Scalar Multiplet Dark Matter
T. Hambye, F. -S. Ling, L. Lopez Honorez, J. Rocher
TL;DR
This work investigates scalar dark matter candidates as neutral components of SU(2)_L multiplets up to 7-plets, emphasizing the impact of scalar quartic couplings beyond the pure gauge limit. Using relic-density calculations in the high-mass regime, it shows that scalar interactions can significantly enhance (co)annihilation rates, broadening the viable DM mass range from the purely gauge case and modifying direct and indirect detection predictions. The analysis provides detailed predictions for the Inert Doublet Model and higher multiplets, including Sommerfeld effects for very heavy DM and the dependence on λ3, while ensuring consistency with vacuum stability and perturbativity up to high scales. Additionally, the paper outlines how adding right-handed neutrinos to the doublet model can realize neutrino masses and TeV-scale leptogenesis in a minimal way, linking DM, the neutrino sector, and baryogenesis in a testable framework. Overall, the results show that scalar multiplet DM remains a compelling and highly predictive scenario with rich collider, direct-detection, and indirect-detection phenomenology.
Abstract
We perform a systematic study of the phenomenology associated to models where the dark matter consists in the neutral component of a scalar SU(2)_L n-uplet, up to n=7. If one includes only the pure gauge induced annihilation cross-sections it is known that such particles provide good dark matter candidates, leading to the observed dark matter relic abundance for a particular value of their mass around the TeV scale.

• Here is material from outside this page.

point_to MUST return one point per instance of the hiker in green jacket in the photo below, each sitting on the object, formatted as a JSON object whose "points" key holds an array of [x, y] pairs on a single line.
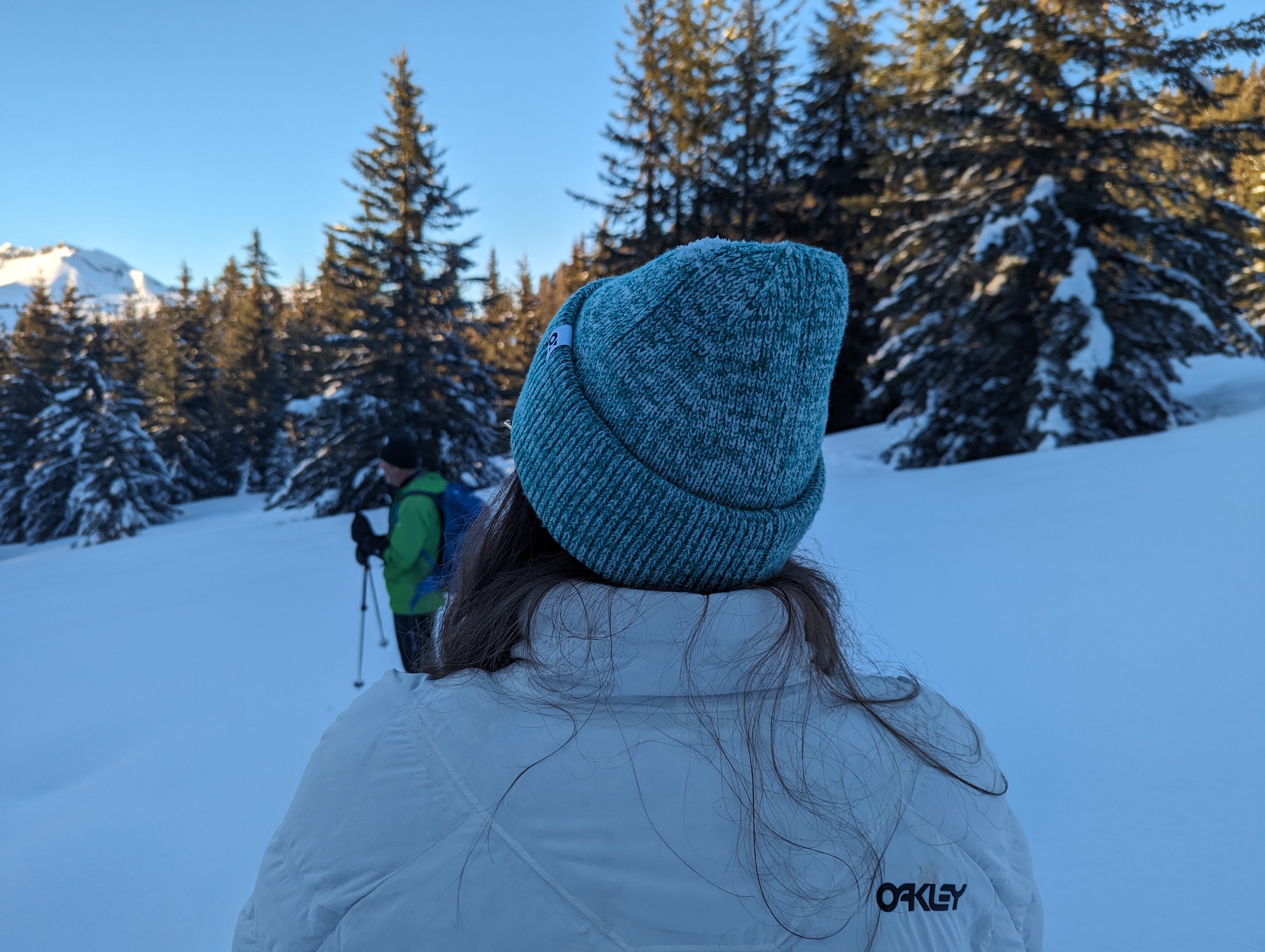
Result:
{"points": [[409, 550]]}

We show that these values actually become ranges of values -which we determine- if one takes into account the annihilations induced by the various scalar couplings appearing in these models. This leads to predictions for both direct and indirect detection signatures as a function of the dark matter mass within these ranges. Both can be largely enhanced by the quartic coupling contributions. We also explain how, if one adds right-handed neutrinos to the scalar doublet case, the results of this analysis allow to have altogether a viable dark matter candidate, successful generation of neutrino masses, and leptogenesis in a particularly minimal way with all new physics at the TeV scale.